January countdown - 8
January 19, 2024
On with the January project. This time it's infrastructure as code. Again. More.
8. I used Terraform for years, but I never enjoyed it much. Over time most of the infrastructure I was using was hosted on AWS, so I ended up moving over to the AWS CDK. Adding Cloudflare & Hetzner into that mix meant I couldn't stick to the CDK though. Not if I wanted to use the one tool across all three companies. Terraform would still work, but I was leery of going back to HCL, and to the unstable license world of HashiCorp, so I tried Pulumi. Python support being the main attraction. Alleged Python support.
Nobody talked about Pulumi much. A case of nothing nice to say I suspect now.
There were a lot of borderline and straight up dark patterns with Pulumi right out of the gate with their attempts at channeling users into their cloud offering. That was a giant red flag for me. I could work around it but it got harder right away. New & init wouldn't work without a cloud login. I could make projects manually, but Pulumi's Python version played really badly with Poetry, module imports weren't noticed in PyCharm, & Poetry needed to pretend not to have a virtual environment to work at all. Maybe some of the other allegedly supported languages work better, I didn't try. Generally there are a lot of rough edges with Pulumi. Too many for me. It felt like not many people were using it, & anecdotally that's true for all the people I did get to talk about it. A whole Red Square worth of red flags.
Oh well, I tried. Dropping Pulumi meant I could finally upgrade from Python 3.11 to 3.12. (Pulumi doesn't work with the latest version of Python, because why would it.) Win. win.
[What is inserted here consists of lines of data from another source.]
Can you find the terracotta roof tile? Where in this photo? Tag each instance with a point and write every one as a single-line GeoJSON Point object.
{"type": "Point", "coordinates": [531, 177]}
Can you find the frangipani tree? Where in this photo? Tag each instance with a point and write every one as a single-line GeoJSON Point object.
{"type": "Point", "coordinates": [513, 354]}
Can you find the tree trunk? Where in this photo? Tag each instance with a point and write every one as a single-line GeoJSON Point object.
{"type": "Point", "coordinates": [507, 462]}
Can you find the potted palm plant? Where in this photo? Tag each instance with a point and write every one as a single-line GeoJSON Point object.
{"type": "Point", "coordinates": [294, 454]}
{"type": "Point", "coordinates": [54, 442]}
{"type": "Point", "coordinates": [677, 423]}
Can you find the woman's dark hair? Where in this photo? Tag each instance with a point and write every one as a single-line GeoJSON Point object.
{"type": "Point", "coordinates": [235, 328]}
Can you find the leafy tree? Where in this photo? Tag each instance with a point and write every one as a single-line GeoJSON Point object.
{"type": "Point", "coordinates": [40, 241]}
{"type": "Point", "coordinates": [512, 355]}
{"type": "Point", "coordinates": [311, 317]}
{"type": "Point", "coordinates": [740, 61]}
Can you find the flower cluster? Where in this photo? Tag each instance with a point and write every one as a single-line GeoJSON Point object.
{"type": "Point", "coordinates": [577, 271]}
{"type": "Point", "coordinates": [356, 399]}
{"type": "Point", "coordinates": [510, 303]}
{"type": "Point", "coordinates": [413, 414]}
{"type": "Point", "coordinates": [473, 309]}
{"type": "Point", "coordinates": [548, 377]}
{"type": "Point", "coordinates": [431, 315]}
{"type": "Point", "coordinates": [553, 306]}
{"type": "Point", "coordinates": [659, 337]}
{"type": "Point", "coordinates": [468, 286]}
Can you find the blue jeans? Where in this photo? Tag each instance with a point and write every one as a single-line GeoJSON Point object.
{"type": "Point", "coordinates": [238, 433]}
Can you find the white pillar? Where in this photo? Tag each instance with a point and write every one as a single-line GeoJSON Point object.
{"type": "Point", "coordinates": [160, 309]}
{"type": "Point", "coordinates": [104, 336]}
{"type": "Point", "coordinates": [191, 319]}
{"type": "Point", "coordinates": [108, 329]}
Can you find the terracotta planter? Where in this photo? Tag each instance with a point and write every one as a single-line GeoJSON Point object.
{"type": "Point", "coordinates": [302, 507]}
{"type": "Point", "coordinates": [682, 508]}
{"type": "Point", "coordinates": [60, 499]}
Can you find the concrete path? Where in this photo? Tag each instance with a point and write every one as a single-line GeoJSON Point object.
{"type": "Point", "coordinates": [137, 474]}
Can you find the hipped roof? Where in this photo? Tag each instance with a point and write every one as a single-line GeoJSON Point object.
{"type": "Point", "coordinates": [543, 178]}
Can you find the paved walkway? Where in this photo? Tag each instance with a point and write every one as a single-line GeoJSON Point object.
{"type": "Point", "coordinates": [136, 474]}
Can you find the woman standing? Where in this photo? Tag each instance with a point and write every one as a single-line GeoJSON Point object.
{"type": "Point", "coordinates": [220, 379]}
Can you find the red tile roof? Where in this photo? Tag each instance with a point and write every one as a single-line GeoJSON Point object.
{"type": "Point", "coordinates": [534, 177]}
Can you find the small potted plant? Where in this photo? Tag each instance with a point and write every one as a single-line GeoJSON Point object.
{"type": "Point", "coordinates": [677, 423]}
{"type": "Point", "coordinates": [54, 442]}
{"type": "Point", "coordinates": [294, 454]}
I did get to try the "AI" tool offered on the Pulumi site for a laugh too, & it didn't disappoint, the answers it provided were hilariously wrong. Oh you want to do that? Tried adding these arguments? They don't exist, this whole function's something I just made up so this won't work, but if it did exist… was that useful? That's the "AI" tool in most places, but with Pulumi it was almost the only resource I could find.
Open Tofu released its first stable version just as I was uninstalling Pulumi. The same annoying (renamed) HCL, but with an open source license & the Linux Foundation instead of HashiCorp. I decided to give it a shot instead. My thinking being that if it fails I can still always migrate back to Terraform. So I'm no worse off.
More about just why I might want to add Cloudflare & Hetzner infrastructure in a future post in this countdown.